The News (New Glasgow)

Critics across partisan divide assail new gun law

- BY GARY FINEOUT AND KELLI KENNEDY

The political and legal fallout from Florida Gov. Rick Scott’s decision to sign a sweeping gun bill into law following a school massacre was nearly immediate as the National Rifle Associatio­n filed a lawsuit to stop it and political candidates in both parties criticized it.

Republican U.S. Rep. Ron DeSantis, who’s running for Florida governor as a champion of gun rights, went on Fox News late Friday night to criticize the law, which raises the minimum age to buy rifles from 18 to 21; extends a three-day waiting period for handgun purchases to include long guns; and bans bump stocks, which allow guns to mimic fully automatic fire.

“I think when you start getting into some of the blanket restrictio­ns on people’s Second Amendment rights, I think that that is constituti­onally vulnerable ... I mean, think about it, you have an enumerated right in the Bill of Rights, there’s really no precedent to just do a blanket ban on certain adults,” DeSantis said on the show.

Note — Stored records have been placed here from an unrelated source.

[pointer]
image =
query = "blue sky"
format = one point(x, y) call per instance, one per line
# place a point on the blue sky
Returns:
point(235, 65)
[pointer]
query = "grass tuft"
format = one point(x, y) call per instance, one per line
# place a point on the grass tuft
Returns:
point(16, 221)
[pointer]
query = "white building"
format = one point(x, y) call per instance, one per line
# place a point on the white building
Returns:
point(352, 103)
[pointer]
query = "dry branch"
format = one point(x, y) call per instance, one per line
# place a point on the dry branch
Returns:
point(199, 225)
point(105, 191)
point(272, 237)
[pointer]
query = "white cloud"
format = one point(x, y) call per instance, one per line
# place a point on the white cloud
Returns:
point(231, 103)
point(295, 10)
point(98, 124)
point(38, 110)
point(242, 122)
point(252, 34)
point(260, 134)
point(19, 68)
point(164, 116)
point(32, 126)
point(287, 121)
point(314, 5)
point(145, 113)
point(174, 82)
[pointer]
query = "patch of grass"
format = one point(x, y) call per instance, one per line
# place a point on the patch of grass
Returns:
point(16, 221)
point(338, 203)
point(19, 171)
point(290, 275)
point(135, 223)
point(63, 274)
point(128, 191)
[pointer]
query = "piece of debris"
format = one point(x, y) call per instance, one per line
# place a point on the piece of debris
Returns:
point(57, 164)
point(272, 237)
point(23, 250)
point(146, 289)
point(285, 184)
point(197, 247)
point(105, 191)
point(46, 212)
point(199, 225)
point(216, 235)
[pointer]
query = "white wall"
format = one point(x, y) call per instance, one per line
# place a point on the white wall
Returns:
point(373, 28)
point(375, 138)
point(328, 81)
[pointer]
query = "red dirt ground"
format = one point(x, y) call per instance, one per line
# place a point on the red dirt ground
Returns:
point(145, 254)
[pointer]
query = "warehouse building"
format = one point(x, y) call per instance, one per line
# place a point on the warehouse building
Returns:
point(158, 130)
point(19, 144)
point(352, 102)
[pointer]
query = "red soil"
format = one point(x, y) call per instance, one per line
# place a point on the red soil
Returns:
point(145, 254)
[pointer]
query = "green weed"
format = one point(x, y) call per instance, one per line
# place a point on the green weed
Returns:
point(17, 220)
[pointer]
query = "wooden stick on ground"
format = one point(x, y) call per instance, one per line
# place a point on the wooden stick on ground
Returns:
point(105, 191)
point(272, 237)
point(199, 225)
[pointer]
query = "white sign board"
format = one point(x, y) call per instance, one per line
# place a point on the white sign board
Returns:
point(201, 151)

Grieving families and student survivors from Marjory Stoneman Douglas High School in Parkland, where a shooter killed 17 people last month, worked feverishly in recent weeks to lobby a gun-friendly, Republican-run state government.

The new law fell short of achieving a ban on assault-style weapons, but it creates a so-called guardian program enabling some teachers and other school employees to carry guns.

Five legislator­s seeking statewide office voted against it, as did the chairman of the Republican Party of Florida. GOP Attorney General Pam Bondi praised it but other statewide candidates in the Legislatur­e voted against it. Commission­er of Agricultur­e Adam Putnam has expressed his displeasur­e with the age limits.

Scott, who’s expected to challenge Democratic U.S. Sen. Bill Nelson this year, has said the legislatio­n shows Florida can move quickly and “get things done,” unlike the federal government. Scott has already blasted Nelson for failing to act on guns while he’s been in Congress.

Democrats, meanwhile, were quick to fault Scott and legislator­s for failing to include a ban on some types of semi-automatic rifles such as the one used in the Parkland shootings.

Tallahasse­e Mayor Andrew Gillum said that “Florida’s elected officials simply have not done enough to stop our gun violence epidemic, and that remains true even with the Governor’s signature today.”

Miami Beach Mayor and Democratic gubernator­ial candidate Philip Levine said in a statement the law “falls short of the public demands set by the majority of Floridians and the student survivors” of the shooting. “We need to ban assault weapons, pass universal background checks, and we certainly don’t need more guns in our schools.”